D: “Why did you stop taking it?”
M: “It wasn’t helping.”
D: (long pause) “I’m not going to do [XYZ] test. (This was a blood test that would check for certain immune system issues.) It’s expensive and I don’t see a real need to do it.”
D: “Sometimes…(she inches closer to me to really drive this point home)…we do something and fix the problem, like how you had the surgery, but we still think the problem is there. We still think we feel the pain. But really, the problem is fixed.”
D: “I’m going to prescribe [well-known anti-depressant/anti-anxiety pill that I do not want to name because I’m sure it has helped loads of people but boy oh boy did it not help me]. We’ll see if that doesn’t take care of it.”
And then I openly cried in this woman’s office, out of sheer frustration. She didn’t understand that part, either.
I took the pills, by the way. I started them a week or so after the appointment because I felt that I had no right to tell a doctor that this was a bad idea without at least trying first. I was on the pills for about six weeks when I fell into the longest and darkest depressive state I’ve ever been in. After stopping the meds, it at least took another six weeks to climb back out. That was a terrifying time, to put it briefly.

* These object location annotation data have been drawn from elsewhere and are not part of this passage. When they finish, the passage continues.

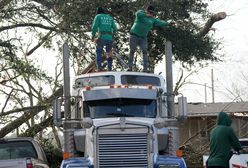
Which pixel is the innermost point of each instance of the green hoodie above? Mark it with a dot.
(222, 139)
(143, 23)
(104, 24)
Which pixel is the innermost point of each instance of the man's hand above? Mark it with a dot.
(93, 39)
(173, 23)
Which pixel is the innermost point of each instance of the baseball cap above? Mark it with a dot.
(150, 8)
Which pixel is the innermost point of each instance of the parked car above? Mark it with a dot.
(22, 152)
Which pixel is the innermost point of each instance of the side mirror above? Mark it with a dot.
(57, 112)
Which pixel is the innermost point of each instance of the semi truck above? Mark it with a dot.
(118, 119)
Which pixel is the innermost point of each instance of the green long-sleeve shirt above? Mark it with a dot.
(104, 24)
(222, 139)
(143, 23)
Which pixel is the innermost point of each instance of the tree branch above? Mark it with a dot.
(214, 18)
(27, 25)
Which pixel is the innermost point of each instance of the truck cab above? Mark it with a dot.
(119, 119)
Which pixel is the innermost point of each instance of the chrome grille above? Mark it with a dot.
(123, 150)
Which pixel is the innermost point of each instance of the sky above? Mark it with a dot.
(228, 76)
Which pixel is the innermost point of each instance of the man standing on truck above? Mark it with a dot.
(103, 28)
(222, 140)
(144, 22)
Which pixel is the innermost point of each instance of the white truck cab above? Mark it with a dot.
(119, 119)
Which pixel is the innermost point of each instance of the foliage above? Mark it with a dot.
(29, 27)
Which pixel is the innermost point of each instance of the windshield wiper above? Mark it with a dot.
(119, 115)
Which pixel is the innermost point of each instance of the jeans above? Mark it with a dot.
(100, 44)
(136, 41)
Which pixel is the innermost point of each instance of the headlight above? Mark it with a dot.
(169, 166)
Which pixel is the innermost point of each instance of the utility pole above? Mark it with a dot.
(68, 132)
(173, 130)
(169, 79)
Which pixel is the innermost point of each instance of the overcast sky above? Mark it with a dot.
(227, 75)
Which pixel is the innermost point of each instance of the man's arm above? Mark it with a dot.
(235, 141)
(140, 13)
(95, 26)
(114, 26)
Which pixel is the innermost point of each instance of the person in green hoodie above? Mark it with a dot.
(103, 28)
(144, 22)
(222, 140)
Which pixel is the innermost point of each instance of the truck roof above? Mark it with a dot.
(106, 79)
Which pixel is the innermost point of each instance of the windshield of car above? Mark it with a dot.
(95, 81)
(16, 149)
(140, 80)
(121, 107)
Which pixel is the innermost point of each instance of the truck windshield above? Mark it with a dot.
(16, 149)
(120, 107)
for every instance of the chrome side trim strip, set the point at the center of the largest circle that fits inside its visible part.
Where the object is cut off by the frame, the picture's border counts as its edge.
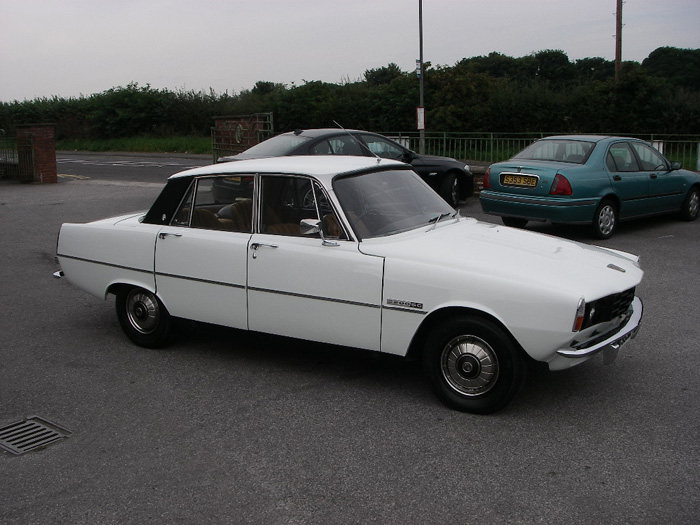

I have another rheumatologist appointment coming up in a month. This time, I’ve already had the blood work done for that same test the doctor didn’t want to give me last year…and the results did come back indicating what I thought they would. (Where’s my honorary med school degree, honestly?) Maybe this time it will be different. I don’t know. I get nervous just thinking about sitting in front of another new doctor and trying to recap so much information without seeming completely crazy. All I can do is put the most sane version of myself forward, come with the facts, and hope for the best.